Сторож уже шел вперед. И вот Саша увидал оградку с бронзовыми ангелочками по углам. Дерн украшал могилу, цветы. Старушка в длинной пестрой шали с зелеными разводами, держа в руках букетик резеды, сидела в оградке, на скамеечке, недавно окрашенной.
– И вы здесь же молитесь? – спросила она.
Саша посмотрел на нее недоуменно. Старушка начала объяснять: видение было одному человеку, чтобы пришел на эту могилу и помолился. А он был хром, молился горячо, домой ушел отсюда, не хромая. Сапожник он. Теперь для облегчения жизни и исцеления сюда ходят многие.

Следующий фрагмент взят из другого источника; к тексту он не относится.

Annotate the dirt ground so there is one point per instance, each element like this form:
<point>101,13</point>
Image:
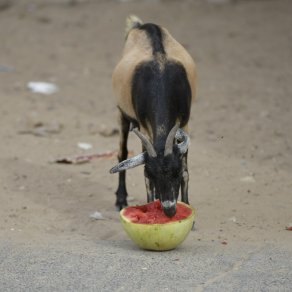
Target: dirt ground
<point>240,158</point>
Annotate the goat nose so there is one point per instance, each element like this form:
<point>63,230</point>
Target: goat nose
<point>169,208</point>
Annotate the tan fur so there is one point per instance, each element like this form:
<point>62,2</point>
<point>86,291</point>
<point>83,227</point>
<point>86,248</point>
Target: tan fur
<point>137,50</point>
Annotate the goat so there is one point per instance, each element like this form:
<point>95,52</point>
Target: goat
<point>155,84</point>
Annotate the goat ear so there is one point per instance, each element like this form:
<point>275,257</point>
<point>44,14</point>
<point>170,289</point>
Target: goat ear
<point>129,163</point>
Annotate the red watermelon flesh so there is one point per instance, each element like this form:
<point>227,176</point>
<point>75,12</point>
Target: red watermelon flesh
<point>152,213</point>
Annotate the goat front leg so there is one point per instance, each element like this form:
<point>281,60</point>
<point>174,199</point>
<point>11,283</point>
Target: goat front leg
<point>149,188</point>
<point>185,179</point>
<point>121,192</point>
<point>149,185</point>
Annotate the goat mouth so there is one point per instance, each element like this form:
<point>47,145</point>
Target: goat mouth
<point>169,208</point>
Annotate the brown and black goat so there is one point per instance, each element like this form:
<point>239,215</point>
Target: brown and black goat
<point>155,84</point>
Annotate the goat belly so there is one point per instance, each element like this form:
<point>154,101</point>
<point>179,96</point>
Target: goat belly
<point>152,213</point>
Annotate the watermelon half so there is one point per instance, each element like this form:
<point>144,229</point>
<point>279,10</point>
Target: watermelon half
<point>151,229</point>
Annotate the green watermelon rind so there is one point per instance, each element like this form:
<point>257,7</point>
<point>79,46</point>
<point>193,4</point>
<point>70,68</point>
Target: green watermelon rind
<point>159,237</point>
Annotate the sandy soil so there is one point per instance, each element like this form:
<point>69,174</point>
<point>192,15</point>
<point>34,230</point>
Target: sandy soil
<point>241,126</point>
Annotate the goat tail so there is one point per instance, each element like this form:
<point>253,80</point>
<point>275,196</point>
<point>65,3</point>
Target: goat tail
<point>132,21</point>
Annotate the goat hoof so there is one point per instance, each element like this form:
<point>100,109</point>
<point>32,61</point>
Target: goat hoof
<point>120,206</point>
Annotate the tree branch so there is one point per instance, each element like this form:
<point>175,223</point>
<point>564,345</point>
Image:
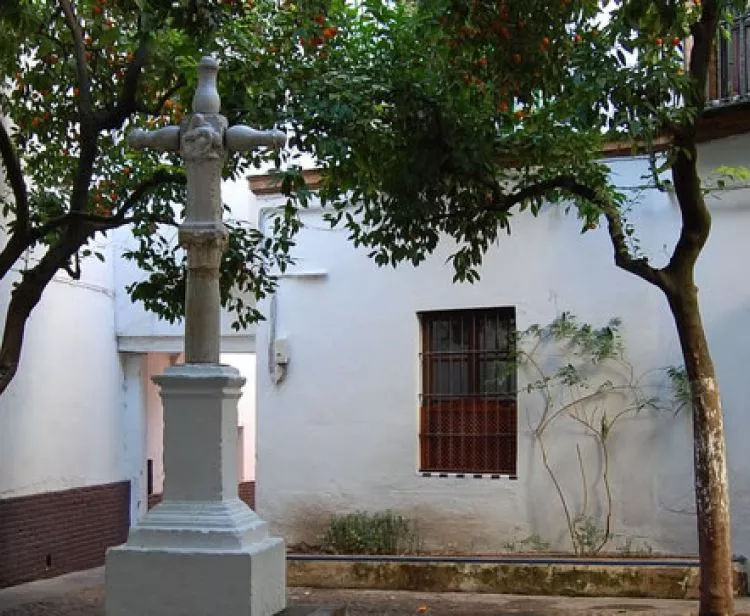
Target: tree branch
<point>25,297</point>
<point>96,222</point>
<point>84,83</point>
<point>696,218</point>
<point>164,97</point>
<point>126,103</point>
<point>15,177</point>
<point>568,184</point>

– Но знаете ли вы, кто здесь лежит? – спросил Саша.
– Смиренный человек, видимо, лежит, – ответила старушка.
И могила, точно, была смиренна: чугунная распростертая ласточка лежала на кресте, подле чугунного венка. Ласточки сверкали в небе. Что намекало на те ужасы, которые опочили в этой смиренной и опрятной могиле? Кто говорил, что здесь лежит тело прелюбодея, ростовщика, истязателя?.. Сашей овладело отчаяние, – он невольно перекрестился. Он схватил руками золоченого ангела решетки и залепетал: «Вот и уйду от них, уйду… к черту, к черту…» И здесь голос, который звенел в нем и томил его тело все последние дни, окрикнул его. Он оттолкнул ангела. Бирюзовые сережки порхнули в небо. Перед ним, спуская розовый зонтик, стояла Марья Александровна.